Gustav Mogensen

Personal information
- Full name: Gustav Busch Trend Mogensen
- Date of birth: 19 April 2001 (age 25)
- Place of birth: Pindstrup, Denmark
- Height: 1.90 m (6 ft 3 in)
- Position: Forward

Team information
- Current team: Ranheim
- Number: 27

Youth career
- 2012–2019: AGF Aarhus
- 0000–2016: IF Midtdjurs
- 2019–2022: Brentford

Senior career*
- Years: Team / Apps / (Gls)
- 2022–2023: Sarpsborg 08 2 / 11 / (5)
- 2022–2023: Sarpsborg 08 / 1 / (0)
- 2023: → Hødd (loan) / 15 / (4)
- 2024–: Ranheim / 34 / (4)
- 2024–: Ranheim 2 / 3 / (4)

International career
- 2017: Denmark U16 / 7 / (0)
- 2017–2018: Denmark U17 / 13 / (5)
- 2018–2019: Denmark U18 / 4 / (1)
- 2019–2020: Denmark U19 / 11 / (3)

= Gustav Mogensen =

Danish footballer (born 2001)

Gustav Mogensen (born 19 April 2001) is a Danish professional footballer who plays as a forward for Norwegian First Division club Ranheim.

Mogensen is a product of the AGF Aarhus academy and began his professional career with Brentford in 2019. After an injury-hit spell, he began his senior career with Sarpsborg 08 in 2022. After failing to break into the first team squad, he transferred to Ranheim in 2023. Mogensen was capped by Denmark at youth level.

== Club career ==

=== Early years ===
A forward, Mogensen joined Danish Superliga club AGF Aarhus in 2012 and progressed sufficiently with partner club IF Midtdjurs to sign a 2 1/2-year youth contract with AGF in November 2016. He graduated to the reserve team during the 2018–19 season and was an unused substitute for the first team during a 5–1 Danish Cup third round victory over Aarhus Fremad on 26 September 2018. Entering the final six months of his contract, Mogensen transferred out of Ceres Park in January 2019.

=== Brentford ===
On 31 January 2019, Mogensen joined the B team at Championship club Brentford on a 2 1/2-year contract, with the option for a further year, for a fee reported to be 2 million kr.
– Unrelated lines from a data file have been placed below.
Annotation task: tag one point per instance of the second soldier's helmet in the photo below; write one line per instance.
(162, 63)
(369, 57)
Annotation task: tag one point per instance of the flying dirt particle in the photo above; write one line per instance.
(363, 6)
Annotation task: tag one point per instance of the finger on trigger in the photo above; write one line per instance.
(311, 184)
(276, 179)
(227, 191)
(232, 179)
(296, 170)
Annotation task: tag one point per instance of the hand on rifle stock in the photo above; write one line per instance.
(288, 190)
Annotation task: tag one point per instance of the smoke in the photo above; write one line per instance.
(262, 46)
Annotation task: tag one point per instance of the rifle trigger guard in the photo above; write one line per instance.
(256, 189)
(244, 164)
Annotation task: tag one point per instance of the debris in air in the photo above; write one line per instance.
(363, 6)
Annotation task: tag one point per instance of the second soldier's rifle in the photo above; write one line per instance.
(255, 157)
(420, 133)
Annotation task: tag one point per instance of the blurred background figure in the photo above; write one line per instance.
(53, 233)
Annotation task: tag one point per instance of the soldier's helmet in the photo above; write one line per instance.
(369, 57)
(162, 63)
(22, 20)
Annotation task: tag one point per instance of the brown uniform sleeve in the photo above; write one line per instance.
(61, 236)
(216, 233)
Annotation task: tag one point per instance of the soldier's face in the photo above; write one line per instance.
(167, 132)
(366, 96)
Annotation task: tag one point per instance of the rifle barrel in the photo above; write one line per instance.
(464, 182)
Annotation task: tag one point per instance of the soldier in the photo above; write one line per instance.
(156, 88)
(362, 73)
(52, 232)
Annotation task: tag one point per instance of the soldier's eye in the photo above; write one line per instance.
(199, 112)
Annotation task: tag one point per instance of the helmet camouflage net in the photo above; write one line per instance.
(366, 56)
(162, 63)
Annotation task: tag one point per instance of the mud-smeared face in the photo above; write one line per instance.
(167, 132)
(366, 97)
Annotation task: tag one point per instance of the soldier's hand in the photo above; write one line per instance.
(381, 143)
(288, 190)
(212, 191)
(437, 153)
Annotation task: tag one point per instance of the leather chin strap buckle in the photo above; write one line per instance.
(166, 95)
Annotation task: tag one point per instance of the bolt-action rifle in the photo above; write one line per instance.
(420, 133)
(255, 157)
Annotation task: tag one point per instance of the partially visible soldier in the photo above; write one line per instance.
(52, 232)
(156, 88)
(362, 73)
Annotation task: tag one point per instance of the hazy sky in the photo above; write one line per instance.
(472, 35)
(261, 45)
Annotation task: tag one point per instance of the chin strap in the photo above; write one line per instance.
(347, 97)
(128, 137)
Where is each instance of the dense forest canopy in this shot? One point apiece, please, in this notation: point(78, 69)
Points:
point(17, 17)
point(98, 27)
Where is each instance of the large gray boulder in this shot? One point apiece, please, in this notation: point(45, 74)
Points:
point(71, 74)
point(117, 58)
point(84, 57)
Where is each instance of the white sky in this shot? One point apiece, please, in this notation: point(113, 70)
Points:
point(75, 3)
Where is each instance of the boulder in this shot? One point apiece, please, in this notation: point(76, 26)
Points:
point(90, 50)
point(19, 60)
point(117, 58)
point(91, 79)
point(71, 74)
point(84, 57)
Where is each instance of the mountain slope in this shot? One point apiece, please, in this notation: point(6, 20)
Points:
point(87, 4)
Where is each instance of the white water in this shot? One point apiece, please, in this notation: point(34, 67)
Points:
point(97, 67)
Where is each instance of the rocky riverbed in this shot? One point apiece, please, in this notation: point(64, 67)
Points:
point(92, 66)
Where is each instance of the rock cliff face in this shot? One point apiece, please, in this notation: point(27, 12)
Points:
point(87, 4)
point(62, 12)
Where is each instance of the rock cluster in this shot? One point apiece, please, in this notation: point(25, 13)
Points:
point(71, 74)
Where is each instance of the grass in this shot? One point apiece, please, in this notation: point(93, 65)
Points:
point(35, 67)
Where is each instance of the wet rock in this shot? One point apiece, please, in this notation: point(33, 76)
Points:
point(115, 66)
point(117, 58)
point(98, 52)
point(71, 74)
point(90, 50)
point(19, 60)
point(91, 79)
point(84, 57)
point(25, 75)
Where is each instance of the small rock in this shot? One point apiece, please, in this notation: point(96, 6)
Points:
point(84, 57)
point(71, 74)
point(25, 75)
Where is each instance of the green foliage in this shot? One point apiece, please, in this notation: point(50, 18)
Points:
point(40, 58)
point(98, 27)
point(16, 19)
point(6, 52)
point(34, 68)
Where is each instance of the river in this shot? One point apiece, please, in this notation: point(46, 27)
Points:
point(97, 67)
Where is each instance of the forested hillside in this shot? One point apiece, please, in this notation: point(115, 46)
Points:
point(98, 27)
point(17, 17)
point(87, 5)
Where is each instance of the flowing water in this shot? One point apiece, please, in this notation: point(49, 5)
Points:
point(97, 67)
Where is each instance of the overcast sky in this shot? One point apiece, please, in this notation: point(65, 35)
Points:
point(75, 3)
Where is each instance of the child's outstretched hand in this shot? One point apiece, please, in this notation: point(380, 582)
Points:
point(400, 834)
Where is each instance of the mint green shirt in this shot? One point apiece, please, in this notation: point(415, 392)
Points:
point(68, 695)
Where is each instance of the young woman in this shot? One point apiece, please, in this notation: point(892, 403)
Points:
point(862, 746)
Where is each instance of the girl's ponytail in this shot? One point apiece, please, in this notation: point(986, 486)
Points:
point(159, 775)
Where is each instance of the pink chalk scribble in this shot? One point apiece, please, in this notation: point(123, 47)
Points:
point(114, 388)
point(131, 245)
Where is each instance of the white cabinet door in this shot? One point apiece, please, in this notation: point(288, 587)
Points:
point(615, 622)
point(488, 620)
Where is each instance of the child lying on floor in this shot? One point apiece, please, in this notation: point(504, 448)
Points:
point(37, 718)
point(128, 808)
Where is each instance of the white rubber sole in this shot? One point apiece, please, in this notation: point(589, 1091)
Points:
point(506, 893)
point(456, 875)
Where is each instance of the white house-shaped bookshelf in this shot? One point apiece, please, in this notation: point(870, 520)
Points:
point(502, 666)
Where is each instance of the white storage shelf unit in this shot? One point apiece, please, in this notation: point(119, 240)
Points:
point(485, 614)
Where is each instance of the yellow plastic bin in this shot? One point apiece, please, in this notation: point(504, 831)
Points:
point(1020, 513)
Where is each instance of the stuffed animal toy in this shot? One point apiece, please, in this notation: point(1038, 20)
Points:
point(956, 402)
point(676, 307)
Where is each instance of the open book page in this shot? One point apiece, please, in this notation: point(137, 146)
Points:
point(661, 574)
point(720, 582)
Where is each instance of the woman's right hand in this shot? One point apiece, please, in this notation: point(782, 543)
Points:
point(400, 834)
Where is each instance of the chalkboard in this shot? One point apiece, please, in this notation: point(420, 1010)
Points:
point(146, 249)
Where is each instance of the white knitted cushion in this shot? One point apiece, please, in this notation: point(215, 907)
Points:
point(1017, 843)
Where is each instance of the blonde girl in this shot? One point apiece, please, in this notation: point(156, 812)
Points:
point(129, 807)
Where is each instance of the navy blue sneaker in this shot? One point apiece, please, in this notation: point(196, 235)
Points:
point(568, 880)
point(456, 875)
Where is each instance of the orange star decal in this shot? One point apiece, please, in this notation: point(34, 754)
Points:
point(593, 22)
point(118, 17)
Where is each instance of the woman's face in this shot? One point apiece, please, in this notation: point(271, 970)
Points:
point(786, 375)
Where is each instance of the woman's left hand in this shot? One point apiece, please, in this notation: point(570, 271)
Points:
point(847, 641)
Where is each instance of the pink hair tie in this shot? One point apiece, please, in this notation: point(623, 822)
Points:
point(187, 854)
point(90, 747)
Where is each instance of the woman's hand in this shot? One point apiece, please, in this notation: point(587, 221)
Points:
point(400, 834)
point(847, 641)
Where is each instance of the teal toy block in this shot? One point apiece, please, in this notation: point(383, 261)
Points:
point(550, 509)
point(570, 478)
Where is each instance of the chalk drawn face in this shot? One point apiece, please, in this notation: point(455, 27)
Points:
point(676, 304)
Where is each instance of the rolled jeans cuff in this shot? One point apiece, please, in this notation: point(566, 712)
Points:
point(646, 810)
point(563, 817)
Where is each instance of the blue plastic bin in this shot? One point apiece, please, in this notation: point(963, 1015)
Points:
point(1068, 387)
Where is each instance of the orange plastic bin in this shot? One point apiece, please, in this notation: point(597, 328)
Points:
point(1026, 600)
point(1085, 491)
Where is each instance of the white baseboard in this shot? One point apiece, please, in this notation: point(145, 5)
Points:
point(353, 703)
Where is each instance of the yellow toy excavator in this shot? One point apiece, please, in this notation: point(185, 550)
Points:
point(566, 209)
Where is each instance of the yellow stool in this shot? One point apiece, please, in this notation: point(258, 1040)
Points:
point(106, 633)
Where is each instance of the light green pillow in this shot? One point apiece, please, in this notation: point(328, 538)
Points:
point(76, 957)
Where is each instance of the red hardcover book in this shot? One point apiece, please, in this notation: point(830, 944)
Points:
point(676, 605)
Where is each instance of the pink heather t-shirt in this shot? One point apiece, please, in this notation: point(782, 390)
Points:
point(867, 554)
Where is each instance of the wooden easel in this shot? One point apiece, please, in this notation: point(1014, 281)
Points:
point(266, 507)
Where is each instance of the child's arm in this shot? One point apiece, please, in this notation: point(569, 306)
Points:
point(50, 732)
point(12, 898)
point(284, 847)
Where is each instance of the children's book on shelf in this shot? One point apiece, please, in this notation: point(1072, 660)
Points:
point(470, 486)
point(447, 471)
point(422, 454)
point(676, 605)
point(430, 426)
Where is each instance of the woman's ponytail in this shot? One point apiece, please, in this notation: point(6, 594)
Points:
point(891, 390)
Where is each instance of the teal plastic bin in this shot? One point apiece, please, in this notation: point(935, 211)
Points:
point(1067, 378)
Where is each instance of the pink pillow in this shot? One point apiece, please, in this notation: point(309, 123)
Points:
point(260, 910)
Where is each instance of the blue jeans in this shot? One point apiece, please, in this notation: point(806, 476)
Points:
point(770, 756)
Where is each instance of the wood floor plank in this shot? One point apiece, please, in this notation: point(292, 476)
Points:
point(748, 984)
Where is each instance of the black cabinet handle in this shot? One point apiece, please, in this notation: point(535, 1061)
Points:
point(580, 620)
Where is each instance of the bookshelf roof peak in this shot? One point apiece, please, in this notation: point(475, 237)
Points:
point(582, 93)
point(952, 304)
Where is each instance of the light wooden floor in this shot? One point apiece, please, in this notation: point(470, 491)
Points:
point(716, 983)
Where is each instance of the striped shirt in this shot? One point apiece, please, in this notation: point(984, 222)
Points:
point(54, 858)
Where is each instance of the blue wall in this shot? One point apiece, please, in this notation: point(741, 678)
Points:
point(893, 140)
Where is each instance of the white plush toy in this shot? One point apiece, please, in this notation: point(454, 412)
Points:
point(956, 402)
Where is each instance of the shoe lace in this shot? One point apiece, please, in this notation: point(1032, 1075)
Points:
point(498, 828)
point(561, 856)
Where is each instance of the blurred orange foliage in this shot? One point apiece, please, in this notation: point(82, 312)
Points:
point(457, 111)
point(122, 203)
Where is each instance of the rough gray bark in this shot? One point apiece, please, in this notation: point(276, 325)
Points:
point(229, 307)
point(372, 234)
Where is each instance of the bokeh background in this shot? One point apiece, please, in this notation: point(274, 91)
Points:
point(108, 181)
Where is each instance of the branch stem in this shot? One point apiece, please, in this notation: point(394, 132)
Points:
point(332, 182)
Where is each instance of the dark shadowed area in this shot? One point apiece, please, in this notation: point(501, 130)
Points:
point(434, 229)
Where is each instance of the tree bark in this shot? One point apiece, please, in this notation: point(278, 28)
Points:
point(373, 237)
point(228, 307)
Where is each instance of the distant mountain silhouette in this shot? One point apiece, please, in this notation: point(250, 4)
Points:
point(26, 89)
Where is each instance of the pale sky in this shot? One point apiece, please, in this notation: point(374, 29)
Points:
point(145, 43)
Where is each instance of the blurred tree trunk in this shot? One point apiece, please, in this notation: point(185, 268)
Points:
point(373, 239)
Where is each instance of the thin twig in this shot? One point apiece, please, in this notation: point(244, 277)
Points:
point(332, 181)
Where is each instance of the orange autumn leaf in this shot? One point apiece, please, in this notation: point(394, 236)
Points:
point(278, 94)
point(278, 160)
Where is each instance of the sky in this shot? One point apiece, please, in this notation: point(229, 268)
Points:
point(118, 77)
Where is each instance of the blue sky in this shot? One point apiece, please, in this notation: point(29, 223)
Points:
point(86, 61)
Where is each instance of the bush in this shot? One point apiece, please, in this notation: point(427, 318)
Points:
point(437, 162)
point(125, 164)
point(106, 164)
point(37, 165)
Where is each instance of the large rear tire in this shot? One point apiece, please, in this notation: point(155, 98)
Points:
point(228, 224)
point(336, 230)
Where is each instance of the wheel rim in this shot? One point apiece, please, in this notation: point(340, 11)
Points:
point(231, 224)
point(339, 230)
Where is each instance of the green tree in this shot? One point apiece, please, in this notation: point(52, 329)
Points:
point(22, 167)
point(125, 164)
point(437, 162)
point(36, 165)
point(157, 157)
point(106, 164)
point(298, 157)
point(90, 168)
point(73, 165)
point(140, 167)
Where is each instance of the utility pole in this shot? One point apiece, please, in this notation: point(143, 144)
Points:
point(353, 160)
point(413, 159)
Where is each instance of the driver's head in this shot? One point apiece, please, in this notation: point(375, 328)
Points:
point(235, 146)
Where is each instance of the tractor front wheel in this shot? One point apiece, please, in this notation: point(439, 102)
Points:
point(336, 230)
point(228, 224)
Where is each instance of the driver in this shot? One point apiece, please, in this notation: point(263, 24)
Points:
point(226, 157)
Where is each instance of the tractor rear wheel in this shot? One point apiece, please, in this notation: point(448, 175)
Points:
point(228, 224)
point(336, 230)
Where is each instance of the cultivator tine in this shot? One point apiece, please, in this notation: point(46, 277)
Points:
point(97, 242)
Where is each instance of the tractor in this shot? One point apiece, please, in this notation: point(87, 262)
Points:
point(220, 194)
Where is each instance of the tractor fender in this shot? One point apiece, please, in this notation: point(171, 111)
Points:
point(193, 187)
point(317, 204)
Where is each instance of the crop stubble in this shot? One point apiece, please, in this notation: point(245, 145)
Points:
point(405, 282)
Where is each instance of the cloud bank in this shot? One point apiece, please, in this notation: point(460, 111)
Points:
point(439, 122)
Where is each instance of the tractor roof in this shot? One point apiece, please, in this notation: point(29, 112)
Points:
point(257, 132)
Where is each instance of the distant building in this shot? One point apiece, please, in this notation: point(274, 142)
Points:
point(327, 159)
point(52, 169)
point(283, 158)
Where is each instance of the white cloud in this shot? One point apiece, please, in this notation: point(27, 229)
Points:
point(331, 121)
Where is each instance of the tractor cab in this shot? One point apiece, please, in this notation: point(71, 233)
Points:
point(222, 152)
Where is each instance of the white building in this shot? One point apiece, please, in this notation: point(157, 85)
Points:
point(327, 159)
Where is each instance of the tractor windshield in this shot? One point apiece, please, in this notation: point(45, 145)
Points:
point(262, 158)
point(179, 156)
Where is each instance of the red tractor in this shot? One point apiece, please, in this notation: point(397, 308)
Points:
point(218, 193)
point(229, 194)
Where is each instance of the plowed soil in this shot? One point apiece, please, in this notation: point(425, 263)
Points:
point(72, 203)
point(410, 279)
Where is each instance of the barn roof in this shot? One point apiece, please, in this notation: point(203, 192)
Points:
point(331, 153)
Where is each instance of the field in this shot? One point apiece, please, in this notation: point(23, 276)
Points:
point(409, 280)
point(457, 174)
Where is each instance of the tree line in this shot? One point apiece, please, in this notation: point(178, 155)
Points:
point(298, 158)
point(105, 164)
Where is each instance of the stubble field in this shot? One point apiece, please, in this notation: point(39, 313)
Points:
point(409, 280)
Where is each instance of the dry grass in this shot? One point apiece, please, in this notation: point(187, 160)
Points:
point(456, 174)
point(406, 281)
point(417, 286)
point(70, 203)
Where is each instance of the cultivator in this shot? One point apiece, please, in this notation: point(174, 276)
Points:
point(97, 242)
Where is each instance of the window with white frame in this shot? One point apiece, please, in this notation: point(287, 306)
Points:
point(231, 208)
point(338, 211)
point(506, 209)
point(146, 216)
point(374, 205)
He scored one of the goals in Brentford B's 4–0 2019 Middlesex Senior Cup Final victory over Harrow Borough on 16 April 2019 and finished the 2018–19 season with 14 appearances and three goals. On 7 December 2019, mounting injuries saw Mogensen win his maiden call into the first team squad and he remained an unused substitute during a 2–1 defeat to Sheffield Wednesday. Mogensen scored 16 goals in 34 B team appearances during the 2019–20 season, but his count dropped to 14 appearances and six goals during an injury-hit 2020–21 season. The one-year option on his contract was taken up in June 2021.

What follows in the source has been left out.